Aber wer kennt es denn nicht. Heinrich von Kleist, der große Dichter, schrieb einst über die „allmähliche Verfertigung des Gedankens beim Reden“, was an sich ein gutes Konzept ist, außer, wenn die Verfertigung des Gedankens mit dem Reden nicht Schritt zu halten vermag.

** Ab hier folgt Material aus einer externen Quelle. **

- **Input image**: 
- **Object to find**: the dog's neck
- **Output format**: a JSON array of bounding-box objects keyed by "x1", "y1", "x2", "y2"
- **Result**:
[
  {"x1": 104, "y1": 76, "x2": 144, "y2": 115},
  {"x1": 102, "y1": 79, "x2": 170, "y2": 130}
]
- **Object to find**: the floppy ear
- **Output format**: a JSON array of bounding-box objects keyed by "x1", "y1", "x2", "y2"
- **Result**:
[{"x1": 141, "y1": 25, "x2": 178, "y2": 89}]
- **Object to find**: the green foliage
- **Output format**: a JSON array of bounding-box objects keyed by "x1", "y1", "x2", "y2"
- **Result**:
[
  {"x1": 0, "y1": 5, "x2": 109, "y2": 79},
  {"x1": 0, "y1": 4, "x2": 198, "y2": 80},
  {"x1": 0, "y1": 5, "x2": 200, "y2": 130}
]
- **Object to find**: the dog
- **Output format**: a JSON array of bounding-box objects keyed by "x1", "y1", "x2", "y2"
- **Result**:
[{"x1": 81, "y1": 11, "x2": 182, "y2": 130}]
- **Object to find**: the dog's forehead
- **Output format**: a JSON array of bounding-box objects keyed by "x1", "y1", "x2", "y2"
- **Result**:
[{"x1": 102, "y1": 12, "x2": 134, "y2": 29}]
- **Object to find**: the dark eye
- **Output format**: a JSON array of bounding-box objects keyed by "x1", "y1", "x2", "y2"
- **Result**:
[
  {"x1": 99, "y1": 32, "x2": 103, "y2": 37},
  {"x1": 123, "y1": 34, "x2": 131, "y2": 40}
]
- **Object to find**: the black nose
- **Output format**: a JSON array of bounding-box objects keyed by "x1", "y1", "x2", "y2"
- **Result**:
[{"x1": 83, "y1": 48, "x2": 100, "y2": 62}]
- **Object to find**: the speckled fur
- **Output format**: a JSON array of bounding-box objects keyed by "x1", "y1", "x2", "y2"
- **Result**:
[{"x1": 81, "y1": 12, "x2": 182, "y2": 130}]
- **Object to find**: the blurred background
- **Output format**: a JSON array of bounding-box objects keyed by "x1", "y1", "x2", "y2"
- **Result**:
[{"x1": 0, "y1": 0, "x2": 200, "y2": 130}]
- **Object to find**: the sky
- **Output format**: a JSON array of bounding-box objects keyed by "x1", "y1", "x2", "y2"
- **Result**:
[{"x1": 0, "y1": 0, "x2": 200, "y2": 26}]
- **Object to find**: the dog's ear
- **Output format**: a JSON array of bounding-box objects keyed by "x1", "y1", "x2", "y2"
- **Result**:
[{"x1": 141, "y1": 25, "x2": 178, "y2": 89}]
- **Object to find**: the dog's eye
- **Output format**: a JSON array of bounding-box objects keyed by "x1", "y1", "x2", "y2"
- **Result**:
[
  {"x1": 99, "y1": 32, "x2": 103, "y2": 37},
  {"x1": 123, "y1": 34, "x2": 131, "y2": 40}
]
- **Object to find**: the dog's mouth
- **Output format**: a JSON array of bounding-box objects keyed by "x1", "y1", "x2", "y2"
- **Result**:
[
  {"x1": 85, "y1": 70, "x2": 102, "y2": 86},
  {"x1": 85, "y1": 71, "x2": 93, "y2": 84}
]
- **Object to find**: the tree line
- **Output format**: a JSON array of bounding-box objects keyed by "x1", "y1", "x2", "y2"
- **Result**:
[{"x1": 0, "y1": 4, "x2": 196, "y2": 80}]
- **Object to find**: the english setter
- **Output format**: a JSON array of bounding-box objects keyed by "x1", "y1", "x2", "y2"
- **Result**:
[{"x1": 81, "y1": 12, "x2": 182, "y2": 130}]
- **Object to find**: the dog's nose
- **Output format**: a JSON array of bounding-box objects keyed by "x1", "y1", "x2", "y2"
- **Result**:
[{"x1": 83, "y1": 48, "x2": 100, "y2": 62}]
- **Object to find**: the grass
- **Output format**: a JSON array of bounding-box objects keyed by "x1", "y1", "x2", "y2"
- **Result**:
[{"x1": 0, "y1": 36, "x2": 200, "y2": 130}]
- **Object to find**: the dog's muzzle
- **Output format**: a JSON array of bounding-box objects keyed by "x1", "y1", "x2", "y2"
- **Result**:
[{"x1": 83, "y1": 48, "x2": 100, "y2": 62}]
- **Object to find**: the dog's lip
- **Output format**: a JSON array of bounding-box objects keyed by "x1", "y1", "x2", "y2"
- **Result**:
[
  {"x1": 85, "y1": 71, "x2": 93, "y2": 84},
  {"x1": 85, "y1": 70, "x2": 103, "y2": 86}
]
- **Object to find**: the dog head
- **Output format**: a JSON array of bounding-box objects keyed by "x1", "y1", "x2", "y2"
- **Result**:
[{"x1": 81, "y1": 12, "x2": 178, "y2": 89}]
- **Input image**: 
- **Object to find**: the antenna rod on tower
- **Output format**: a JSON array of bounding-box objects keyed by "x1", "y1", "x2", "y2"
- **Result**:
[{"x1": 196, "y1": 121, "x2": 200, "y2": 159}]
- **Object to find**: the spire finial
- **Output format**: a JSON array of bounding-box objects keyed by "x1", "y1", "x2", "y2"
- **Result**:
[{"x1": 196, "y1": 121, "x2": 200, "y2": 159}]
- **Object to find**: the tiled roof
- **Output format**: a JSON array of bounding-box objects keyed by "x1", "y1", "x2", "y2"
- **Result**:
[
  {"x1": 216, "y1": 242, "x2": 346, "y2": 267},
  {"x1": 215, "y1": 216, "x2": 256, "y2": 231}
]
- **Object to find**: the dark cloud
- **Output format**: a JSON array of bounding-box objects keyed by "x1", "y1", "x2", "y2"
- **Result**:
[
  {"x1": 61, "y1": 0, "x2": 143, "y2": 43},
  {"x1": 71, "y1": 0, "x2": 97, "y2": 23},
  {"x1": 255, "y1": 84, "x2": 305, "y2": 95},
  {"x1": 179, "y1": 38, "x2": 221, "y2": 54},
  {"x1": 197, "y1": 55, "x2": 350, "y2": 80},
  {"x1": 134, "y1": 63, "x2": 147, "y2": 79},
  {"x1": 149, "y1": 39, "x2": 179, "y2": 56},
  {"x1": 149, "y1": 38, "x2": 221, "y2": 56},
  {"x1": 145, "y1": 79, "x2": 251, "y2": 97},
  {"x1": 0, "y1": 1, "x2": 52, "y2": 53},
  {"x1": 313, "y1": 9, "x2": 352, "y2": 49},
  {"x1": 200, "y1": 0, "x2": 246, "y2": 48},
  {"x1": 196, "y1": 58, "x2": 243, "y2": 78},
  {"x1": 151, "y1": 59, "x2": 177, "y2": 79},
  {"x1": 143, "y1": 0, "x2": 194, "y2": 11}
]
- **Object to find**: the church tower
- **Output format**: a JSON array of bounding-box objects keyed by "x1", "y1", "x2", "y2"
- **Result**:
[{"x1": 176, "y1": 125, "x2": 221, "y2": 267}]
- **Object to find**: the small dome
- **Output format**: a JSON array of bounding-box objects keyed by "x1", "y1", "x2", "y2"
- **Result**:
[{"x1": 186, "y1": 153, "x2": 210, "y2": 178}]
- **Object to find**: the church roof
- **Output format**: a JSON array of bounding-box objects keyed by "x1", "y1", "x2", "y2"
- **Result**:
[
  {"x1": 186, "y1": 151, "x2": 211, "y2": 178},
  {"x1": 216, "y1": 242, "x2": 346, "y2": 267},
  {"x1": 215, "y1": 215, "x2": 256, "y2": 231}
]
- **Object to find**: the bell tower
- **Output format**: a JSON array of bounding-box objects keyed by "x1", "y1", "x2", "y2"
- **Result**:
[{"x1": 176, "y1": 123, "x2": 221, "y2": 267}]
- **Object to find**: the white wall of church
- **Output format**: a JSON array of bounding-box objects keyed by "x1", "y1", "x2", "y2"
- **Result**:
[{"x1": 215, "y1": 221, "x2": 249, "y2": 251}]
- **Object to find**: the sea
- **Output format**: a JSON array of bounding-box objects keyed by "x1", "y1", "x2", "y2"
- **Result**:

Pech beim Denken haben auch die Schlaumeier, die stolz entdecken, dass Lockdowns nichts nützen, weil ja trotz Anti-Seuchen-Maßnahmen 10.000 Menschen gestorben seien, und im Kopf den nächsten Schritt nicht hinkriegen, nämlich die naheliegende Kalkulation, dass ohne Maßnahmen 60.000 oder 100.000 Leute gestorben wären (genau wird man das nie wissen, weil in der Realität zu viele Faktoren hineingespielt hätten).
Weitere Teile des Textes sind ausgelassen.